About the job
Full-time | Remote
About Fastino:
At Fastino, we are pioneering the future of Large Language Models (LLMs). Our team includes distinguished alumni from renowned institutions such as Google Research, Apple, Stanford, and Cambridge, united in our goal to create specialized and efficient AI solutions.
Our GLiNER family of open-source models has achieved over 5 million downloads and is currently utilized by industry giants like NVIDIA, Meta, and Airbnb.
We have successfully secured $25 million in seed funding, as highlighted by TechCrunch, with support from prominent investors like Microsoft, Khosla Ventures, Insight Partners, and the CEOs of Github and Docker.
Key Responsibilities:
Lead the innovation of high-performance agentic systems by designing and deploying solutions that utilize Fastino’s optimized model architectures to surpass conventional LLM benchmarks.
Collaborate closely with engineering teams to seamlessly transition research breakthroughs into scalable, low-latency applications for enterprise clients.
Engage in rapid prototyping of AI capabilities, continuously refining model accuracy and performance by analyzing real-world telemetry to align with developer standards.

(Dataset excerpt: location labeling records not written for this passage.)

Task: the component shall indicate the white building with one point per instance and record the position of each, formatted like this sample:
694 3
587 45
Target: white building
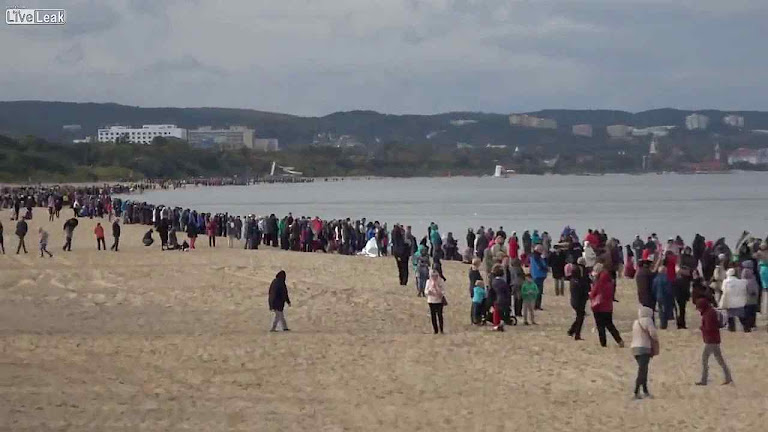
269 144
657 131
225 139
143 135
618 131
582 130
696 122
531 121
734 120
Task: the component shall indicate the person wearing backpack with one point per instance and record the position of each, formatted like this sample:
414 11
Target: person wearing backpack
710 332
645 345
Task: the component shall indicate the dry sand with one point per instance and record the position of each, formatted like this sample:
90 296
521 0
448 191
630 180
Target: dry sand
150 340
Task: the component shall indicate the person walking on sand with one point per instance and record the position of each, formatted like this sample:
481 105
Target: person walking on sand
580 285
2 238
21 232
529 293
710 332
435 292
69 231
115 235
645 345
44 242
601 299
278 298
99 232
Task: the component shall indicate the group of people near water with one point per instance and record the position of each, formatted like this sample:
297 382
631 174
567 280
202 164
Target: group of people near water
506 273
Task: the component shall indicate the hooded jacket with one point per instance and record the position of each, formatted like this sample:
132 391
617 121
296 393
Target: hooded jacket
602 293
278 293
710 324
734 292
753 289
644 281
643 331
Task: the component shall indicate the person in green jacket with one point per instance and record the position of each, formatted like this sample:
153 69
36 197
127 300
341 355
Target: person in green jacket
529 292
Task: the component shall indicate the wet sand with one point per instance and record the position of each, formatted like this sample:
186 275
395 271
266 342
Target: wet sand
150 340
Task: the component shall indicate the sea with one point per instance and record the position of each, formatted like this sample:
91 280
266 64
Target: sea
713 205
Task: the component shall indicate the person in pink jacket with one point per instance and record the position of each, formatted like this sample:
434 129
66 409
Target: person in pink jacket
601 299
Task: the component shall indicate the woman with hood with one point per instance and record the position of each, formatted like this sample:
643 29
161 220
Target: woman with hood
753 296
580 286
435 293
527 247
514 245
662 292
734 299
423 269
278 298
601 299
645 344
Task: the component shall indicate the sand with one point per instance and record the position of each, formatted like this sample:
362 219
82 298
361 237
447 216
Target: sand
151 340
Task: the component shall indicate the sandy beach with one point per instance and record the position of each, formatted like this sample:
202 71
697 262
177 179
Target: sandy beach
151 340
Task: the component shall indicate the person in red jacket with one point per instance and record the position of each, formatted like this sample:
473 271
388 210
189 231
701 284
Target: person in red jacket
601 299
710 332
211 231
99 232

Ensure the stability and efficiency of inference pipelines, proactively addressing scalability challenges to maintain consistent model performance under heavy operational demands.
Develop large-scale data strategies and fine-tuning methodologies to enhance the accuracy and domain-specific application of Fastino models.
Qualifications:
Minimum of 2 years of practical experience in AI/ML engineering roles.
Proven expertise with LLMs and a successful history of applying AI/ML methodologies to resolve complex, unstructured challenges.
Ability to work across the technology stack, from prompt engineering to Kubernetes deployment and API design.
Experience in building microservices that manage high-concurrency workloads is a plus.
Familiarity with GLiNER or similar information extraction architectures is preferred.